Eurikumanon merupakan kuasinoid pentasiklik yang dapat dikembangkan strukturnya untuk mendapatkan turunannya yang diharapkan memiliki aktivitas antimalaria yang lebih potensial dari senyawa asalnya. Karakteristik dari eurikumanon adalah terdapatnya gugus keton α – β tidak jenuh dan adanya lima gugus OH alisiklik pada cincin A, C dan D yang bersifat sangat reaktif karena dapat mengadakan interaksi dengan farmakofor yang digunakan selama sintesis. Jika esterifikasi eurikumanon diinginkan hanya pada salah satu atom H dari gugus OH, maka gugus OH lainnya harus dilindungi sementara dengan mentransformasikannya menjadi gugus fungsi baru sehingga tidak mengganggu transformasi yang diinginkan (Chan et al., 2005; Sastrohamidjojo dan Pranowo, 2009; Sarker dan Nahar, 2007).
Transformasi ke gugus fungsi baru yang bersifat sementara ini dikenal dengan gugus pelindung dan gugus pelindung ini dapat dihidrolisis menjadi gugus fungsi semula pada akhir sintesis. Syarat-syarat menggunakan gugus pelindung adalah harus bersifat inert, tahan terhadap semua pereaksi yang digunakan selama proses sintesis dan harus mudah dilepas dengan pereaksi khusus untuk mengembalikan gugus fungsi awalnya (Sastrohamidjojo dan Pranowo, 2009).
Pada penelitian ini, atom H dari gugus OH pada eurikumanon diesterifikasi dengan senyawa asil klorida dan anhidrida asam karboksilat yaitu metilbutirat, hidroksimetil butirat, kloroformat, etilkloroformat, benzoilklorida, klorobenzoilklorida, asetilklorida, klorasetil klorida, fluoroasetil klorida dan trifluoroasetil klorida tanpa menggunakan gugus pelindung. Senyawa turunan eurikumanon hasil reaksi esterifikasi ini, dilakukan tanpa memperhatikan pada posisi atom C yang mana esterifikasi tersebut terjadi. Hasil semisintesis diharapkan akan terbentuk senyawa eurikumanon metil butirat, eurikumanon hidroksimetil butirat, eurikumanon karbonat, eurikumanon etil karbonat, eurikumanon benzoat, eurikumanon klorbenzoat, eurikumanon asetat, eurikumanon klorasetat, eurikumanon fluoroaasetat dan eurikumanon trifluoro asetat.
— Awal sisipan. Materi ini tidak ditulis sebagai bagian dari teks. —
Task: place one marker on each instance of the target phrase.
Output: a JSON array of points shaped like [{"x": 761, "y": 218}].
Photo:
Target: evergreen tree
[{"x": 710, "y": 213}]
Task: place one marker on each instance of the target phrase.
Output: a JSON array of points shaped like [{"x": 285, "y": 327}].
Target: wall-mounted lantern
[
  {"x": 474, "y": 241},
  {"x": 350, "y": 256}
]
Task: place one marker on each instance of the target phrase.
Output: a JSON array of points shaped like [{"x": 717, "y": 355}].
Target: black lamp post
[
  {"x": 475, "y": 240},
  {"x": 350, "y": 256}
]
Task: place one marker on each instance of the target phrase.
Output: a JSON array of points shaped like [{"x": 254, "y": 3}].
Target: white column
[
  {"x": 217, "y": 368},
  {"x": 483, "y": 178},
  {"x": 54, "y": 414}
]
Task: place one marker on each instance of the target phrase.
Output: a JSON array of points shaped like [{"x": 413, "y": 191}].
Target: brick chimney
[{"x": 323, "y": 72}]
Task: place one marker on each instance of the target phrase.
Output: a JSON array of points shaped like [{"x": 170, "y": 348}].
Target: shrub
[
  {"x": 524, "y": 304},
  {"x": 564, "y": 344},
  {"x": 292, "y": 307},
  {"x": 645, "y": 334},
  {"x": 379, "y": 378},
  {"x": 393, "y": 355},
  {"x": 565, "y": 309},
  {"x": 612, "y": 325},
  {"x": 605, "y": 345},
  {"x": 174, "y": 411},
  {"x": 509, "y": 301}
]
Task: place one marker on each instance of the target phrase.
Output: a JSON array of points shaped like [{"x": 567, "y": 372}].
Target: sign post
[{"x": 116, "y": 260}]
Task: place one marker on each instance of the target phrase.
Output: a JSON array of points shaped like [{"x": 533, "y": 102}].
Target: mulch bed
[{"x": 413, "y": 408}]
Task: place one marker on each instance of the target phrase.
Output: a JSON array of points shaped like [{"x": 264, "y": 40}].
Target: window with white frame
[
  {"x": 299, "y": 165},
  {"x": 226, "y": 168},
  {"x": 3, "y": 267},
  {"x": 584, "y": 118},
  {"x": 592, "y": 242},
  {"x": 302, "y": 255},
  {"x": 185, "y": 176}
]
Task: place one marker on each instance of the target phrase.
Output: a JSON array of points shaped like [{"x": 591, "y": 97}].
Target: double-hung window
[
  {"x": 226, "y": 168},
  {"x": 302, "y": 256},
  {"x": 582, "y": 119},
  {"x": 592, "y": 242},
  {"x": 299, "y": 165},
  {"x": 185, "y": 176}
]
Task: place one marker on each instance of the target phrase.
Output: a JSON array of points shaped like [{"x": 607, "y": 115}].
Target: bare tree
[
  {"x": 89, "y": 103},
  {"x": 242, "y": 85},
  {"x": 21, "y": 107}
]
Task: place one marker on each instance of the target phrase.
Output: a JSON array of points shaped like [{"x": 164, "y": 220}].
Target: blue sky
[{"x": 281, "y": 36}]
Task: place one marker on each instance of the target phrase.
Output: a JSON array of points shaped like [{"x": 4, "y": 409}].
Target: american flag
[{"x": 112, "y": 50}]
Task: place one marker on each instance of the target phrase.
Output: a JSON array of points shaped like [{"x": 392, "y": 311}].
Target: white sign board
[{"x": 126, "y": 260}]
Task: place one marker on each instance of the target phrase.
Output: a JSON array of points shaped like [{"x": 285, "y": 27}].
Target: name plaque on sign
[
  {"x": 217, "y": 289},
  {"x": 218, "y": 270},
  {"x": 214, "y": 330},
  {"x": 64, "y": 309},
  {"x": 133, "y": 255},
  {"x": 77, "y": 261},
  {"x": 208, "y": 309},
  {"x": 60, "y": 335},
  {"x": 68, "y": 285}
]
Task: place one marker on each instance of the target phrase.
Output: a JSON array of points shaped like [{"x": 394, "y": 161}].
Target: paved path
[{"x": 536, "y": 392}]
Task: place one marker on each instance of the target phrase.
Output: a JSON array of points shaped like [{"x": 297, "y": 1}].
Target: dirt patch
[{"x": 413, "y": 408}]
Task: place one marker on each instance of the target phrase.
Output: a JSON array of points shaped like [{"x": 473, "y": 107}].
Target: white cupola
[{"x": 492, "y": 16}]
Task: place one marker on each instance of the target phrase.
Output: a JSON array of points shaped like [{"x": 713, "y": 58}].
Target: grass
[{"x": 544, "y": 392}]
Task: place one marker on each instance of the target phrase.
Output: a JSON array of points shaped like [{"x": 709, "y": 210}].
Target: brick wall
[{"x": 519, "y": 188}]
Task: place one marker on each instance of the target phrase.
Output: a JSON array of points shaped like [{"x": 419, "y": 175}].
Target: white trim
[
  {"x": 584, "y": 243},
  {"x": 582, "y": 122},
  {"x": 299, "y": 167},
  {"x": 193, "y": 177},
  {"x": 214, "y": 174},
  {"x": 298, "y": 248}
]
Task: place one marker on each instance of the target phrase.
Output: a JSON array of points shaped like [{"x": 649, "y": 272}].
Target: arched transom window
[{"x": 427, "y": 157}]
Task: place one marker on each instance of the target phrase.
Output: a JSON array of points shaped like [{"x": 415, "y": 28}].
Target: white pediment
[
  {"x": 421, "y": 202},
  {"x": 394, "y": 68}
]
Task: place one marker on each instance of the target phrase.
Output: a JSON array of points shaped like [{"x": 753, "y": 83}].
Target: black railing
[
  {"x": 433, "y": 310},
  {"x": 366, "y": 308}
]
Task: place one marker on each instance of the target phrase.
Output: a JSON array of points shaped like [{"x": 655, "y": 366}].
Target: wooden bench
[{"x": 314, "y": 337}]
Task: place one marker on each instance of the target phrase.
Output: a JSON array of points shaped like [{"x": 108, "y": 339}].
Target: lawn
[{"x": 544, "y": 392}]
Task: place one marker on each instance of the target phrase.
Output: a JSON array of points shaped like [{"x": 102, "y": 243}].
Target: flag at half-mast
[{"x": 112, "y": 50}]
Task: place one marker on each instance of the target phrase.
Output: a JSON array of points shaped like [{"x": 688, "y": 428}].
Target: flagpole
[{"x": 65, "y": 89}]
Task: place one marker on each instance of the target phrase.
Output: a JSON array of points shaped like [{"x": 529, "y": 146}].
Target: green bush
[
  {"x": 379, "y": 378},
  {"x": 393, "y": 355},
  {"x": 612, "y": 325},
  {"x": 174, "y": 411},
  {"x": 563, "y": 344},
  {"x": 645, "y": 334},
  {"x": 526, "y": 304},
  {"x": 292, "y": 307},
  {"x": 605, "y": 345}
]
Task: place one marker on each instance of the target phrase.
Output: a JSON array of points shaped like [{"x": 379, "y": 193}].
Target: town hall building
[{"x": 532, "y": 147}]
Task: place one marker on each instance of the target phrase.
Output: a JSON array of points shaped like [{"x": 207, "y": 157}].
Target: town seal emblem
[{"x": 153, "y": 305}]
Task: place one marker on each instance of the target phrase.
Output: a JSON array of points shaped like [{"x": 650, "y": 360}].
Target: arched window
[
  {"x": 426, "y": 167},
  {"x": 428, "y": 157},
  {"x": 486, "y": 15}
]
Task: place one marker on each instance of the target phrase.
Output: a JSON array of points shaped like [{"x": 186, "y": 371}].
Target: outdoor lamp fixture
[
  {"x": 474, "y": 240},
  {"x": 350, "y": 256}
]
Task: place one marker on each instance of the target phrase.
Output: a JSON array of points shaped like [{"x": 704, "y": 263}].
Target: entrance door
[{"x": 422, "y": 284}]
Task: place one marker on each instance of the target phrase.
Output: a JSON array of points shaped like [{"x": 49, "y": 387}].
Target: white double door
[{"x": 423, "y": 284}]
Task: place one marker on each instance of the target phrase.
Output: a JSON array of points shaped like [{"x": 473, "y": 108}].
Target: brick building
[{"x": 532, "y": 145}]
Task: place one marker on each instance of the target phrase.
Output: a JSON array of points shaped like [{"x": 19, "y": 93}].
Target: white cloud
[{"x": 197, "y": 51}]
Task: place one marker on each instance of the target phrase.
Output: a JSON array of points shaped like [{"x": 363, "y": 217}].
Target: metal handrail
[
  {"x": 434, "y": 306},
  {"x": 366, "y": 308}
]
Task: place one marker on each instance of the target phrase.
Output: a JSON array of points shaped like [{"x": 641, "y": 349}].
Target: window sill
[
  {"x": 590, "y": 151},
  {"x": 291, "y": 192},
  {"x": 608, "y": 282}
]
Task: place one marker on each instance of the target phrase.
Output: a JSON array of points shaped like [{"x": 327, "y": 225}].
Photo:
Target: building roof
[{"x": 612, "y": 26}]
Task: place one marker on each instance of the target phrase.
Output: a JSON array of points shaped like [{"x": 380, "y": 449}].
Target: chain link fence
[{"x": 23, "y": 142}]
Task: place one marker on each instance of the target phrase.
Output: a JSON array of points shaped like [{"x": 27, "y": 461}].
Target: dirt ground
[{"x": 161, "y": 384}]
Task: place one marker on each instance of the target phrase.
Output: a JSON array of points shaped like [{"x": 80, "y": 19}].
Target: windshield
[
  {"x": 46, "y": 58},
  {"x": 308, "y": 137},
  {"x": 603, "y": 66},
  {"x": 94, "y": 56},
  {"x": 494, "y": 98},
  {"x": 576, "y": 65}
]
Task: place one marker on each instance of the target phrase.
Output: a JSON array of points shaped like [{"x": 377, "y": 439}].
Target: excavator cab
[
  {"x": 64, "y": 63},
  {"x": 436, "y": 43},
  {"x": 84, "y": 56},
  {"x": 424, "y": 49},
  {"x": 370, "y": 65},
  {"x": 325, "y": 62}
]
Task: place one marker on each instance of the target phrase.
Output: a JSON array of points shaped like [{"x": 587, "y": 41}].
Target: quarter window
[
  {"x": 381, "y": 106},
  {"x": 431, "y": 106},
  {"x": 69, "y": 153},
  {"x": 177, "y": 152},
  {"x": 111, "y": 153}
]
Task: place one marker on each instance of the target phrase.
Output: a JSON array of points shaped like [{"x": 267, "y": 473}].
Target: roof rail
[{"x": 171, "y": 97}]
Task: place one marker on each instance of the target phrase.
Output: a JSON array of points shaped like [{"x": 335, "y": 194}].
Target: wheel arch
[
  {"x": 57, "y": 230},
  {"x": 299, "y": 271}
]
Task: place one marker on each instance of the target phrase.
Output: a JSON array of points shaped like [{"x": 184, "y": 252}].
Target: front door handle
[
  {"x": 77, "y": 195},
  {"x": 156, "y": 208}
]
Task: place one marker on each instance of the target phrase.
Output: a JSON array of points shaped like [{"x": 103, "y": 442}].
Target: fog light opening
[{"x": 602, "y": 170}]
Turunan eurikumanon hasil semisintesis diperkirakan dapat meningkatkan sifat lipofiliknya sehingga hasil semisintesis menjadi tidak bermuatan, cepat menembus membran biologis dan segera berinteraksi dengan reseptor obat untuk menghasilkan aktivitas biologi. Penentuan telah terbentuknya produk hasil semisintesis dapat dipantau secara KLT yang ditandai dengan adanya perubahan nilai retensi faktor (Rf) atau melalui perubahan titik lebur. Kemurnian produk hasil semisintesis dapat ditentukan secara KLT ditandai dengan terbentuknya noda tunggal dari tiga sistem fase gerak pada lempeng KLT atau melalui titik lebur yang ditandai dengan adanya rentang titik lebur yang rendah. Hal ini menyatakan bahwa produk hasil semisintesis telah murni secara KLT dan titik lebur. Selanjutnya struktur kimianya diidentifikasi secara analisis spektroskopi (Pavia et al., 2009; Mistry, 2009).
2.6.1. Reaksi semisintesis turunan eurikumanon
Eurikumanon memiliki lima gugus OH alisiklik yang dapat diesterifikasi dengan asil klorida, asam karboksilat dan anhidrida asam karboksilat. Reaksi semisintesis turunan eurikumanon dengan farmakofor tersebut secara struktural merupakan reaksi esterifikasi yang terangkai dalam reaksi addisi dan reaksi eliminasi. Diperkirakan reaksi semisintesis terjadi karena karbonil (C=O) dari asil klorida, asam karboksilat atau anhidrida asam karboksilat akan menerima pasangan elektron (atom H) dari gugus OH yang terdapat pada struktur eurikumanon dan membentuk senyawa intermediet tetrahedral yang bersifat elektronegatif. Reaksi selanjutnya adalah reaksi eliminasi dengan terjadinya pelepasan klor atau atom hidrogen. Hasil pelepasan klor atau atom hidrogen sebagai gugus pergi (leaving group) dari senyawa intermediet tetrahedral, akan ditangkap oleh piridin sehingga akan terbentuk senyawa piridinium klorida atau air (Sastrohamidjojo dan Pranowo, 2009; Sarker dan Nahar, 2007).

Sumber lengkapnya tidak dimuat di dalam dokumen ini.